Schnee rutschte vom Dach, klatschte zu Boden. Ich hielt den Atem an, weil ich Angst hatte, dass die Geräusche auch im Innern gehört werden konnten.
Nichts tat sich.
Endlose Sekunden vergingen. Meine rechte Wange fror beinahe ein, da ich mit dem Gesicht auf dem Schnee lag. Ich wartete nicht mehr länger, sondern schob mich weiter vor. Trotz der Dunkelheit hatte ich gesehen, dass die Umgebung um den kleinen Schornstein herum von Schnee und Eis befreit worden war. Hier hatte die Wärme alles weggetaut, und das war für mich nur gut.
Als ich den First des Daches erreicht hatte – die Neigung des Daches war nur minimal –, blieb ich liegen. Vor mir dampfte der Rauch aus der Kaminöffnung.
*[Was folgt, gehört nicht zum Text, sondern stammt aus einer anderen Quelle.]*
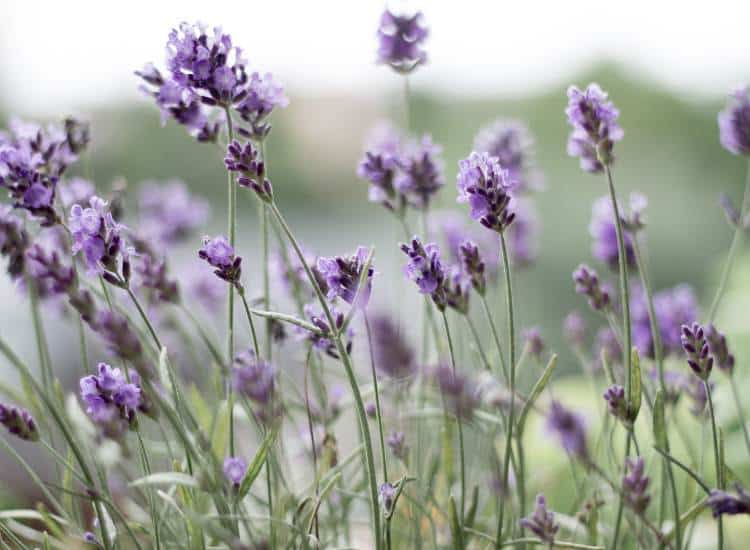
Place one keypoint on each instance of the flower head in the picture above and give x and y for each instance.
(569, 428)
(486, 186)
(595, 129)
(400, 39)
(19, 422)
(541, 522)
(734, 123)
(342, 275)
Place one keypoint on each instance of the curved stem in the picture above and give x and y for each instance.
(512, 361)
(348, 367)
(733, 249)
(717, 458)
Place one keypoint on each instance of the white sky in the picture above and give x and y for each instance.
(61, 55)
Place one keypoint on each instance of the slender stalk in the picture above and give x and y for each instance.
(717, 458)
(733, 249)
(462, 454)
(659, 359)
(512, 361)
(348, 367)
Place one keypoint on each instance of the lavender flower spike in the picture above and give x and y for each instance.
(342, 275)
(734, 123)
(220, 254)
(541, 522)
(595, 128)
(570, 430)
(697, 350)
(635, 485)
(486, 186)
(400, 39)
(19, 422)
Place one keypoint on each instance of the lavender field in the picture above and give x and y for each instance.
(237, 314)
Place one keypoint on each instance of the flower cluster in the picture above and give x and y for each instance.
(244, 160)
(541, 522)
(32, 159)
(486, 186)
(342, 275)
(734, 123)
(98, 236)
(111, 401)
(220, 255)
(400, 39)
(19, 422)
(587, 284)
(595, 128)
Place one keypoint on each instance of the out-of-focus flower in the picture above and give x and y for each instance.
(486, 186)
(19, 422)
(511, 142)
(400, 41)
(635, 485)
(541, 522)
(595, 129)
(342, 275)
(569, 428)
(587, 284)
(734, 123)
Es roch nach verbranntem Holz, auch etwas harzig und biss in die Augen.
Davon ließ ich mich nicht abhalten, sondern holte die Lampe hervor und leuchtete die Umgebung ab.
Ich jubelte nicht, doch viel hätte nicht gefehlt, als ich die Luke sah.
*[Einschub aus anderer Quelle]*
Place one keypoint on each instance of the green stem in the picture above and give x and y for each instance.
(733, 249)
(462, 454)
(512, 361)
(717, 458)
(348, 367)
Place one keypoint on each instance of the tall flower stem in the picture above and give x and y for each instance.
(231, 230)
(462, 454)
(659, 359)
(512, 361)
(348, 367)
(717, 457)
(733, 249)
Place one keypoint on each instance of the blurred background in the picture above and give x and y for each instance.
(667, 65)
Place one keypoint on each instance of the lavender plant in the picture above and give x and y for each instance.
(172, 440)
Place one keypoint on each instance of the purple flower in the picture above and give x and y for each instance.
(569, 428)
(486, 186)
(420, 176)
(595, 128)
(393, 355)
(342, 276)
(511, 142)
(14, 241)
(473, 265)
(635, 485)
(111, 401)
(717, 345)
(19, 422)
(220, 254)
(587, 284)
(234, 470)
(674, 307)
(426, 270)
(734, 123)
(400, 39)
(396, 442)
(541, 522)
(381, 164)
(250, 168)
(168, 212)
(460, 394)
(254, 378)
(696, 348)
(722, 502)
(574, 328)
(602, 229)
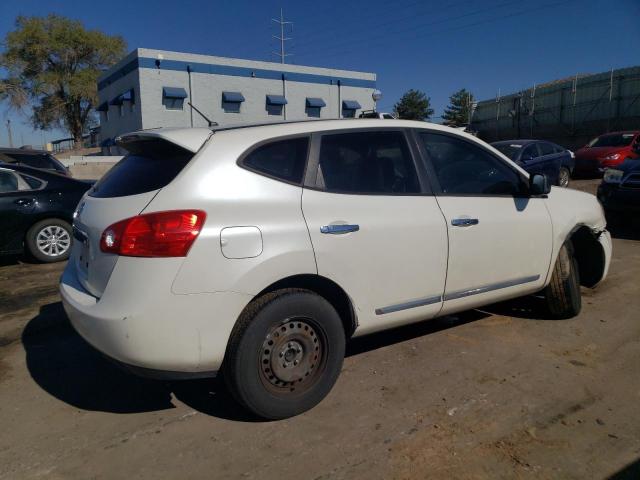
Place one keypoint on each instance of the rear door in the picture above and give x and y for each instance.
(122, 193)
(375, 227)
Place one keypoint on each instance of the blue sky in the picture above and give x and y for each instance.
(435, 46)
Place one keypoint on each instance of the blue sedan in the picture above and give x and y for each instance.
(538, 156)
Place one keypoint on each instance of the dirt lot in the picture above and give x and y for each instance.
(498, 393)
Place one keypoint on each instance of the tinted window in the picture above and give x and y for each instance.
(510, 150)
(367, 162)
(8, 182)
(613, 140)
(558, 148)
(33, 183)
(546, 148)
(150, 165)
(464, 168)
(529, 152)
(284, 159)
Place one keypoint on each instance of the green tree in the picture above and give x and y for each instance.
(457, 114)
(414, 105)
(52, 65)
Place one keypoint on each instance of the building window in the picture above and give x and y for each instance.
(231, 101)
(103, 108)
(349, 108)
(275, 104)
(313, 106)
(173, 97)
(283, 159)
(129, 96)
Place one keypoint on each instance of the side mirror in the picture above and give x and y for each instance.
(539, 184)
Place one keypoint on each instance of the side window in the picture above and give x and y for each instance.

Da war ein Wunschtraum in Erfüllung gegangen, denn ich hatte gehofft und darauf gebaut, so etwas zu finden. So war es oft bei diesen Holzhäusern, es gab noch einen Durchschlupf, um auf das Dach zu gelangen, denn es war unbequem, den Weg zu nehmen, den ich hatte nehmen müssen.
Ließ sich die Luke öffnen?
Bestimmt nicht mit den Händen. Mein Dolch konnte mir dabei helfen. Da sie nahe des Kamins und damit der Wärmequelle lag, war sie zum Glück nicht festgefroren. Ich konnte die Dolchklinge in den Spalt schieben und zog die Waffe an der Breitseite von oben nach unten. Das tat ich noch weitere drei Male, löste Schmutz und auch letzte Schneereste und klemmte den Dolch an der breitesten Stelle fest. Im nächsten Moment benutzte ich ihn als Hebel.
Klappte es, klappte es nicht?
Ich konnte nicht voll hineingehen, ich musste vorsichtig sein, zudem wollte ich die Klinge nicht verbiegen, aber sie war stärker als das Holz, und ich merkte, wie es unter dem Druck allmählich nachgab und sogar etwas in die Höhe glitt.
Noch ein Stück weiter.
Ich packte es.
Der Spalt war mittlerweile so groß geworden, dass ich meine Finger hineinschieben konnte. Dann ein Ruck! Wieder hörte ich die leisen, knirschenden Geräusche. Um meinen Kopf herum tanzte der Rauch, er biss in die Augen, was mich nicht davon abhielt, es weiter zu versuchen.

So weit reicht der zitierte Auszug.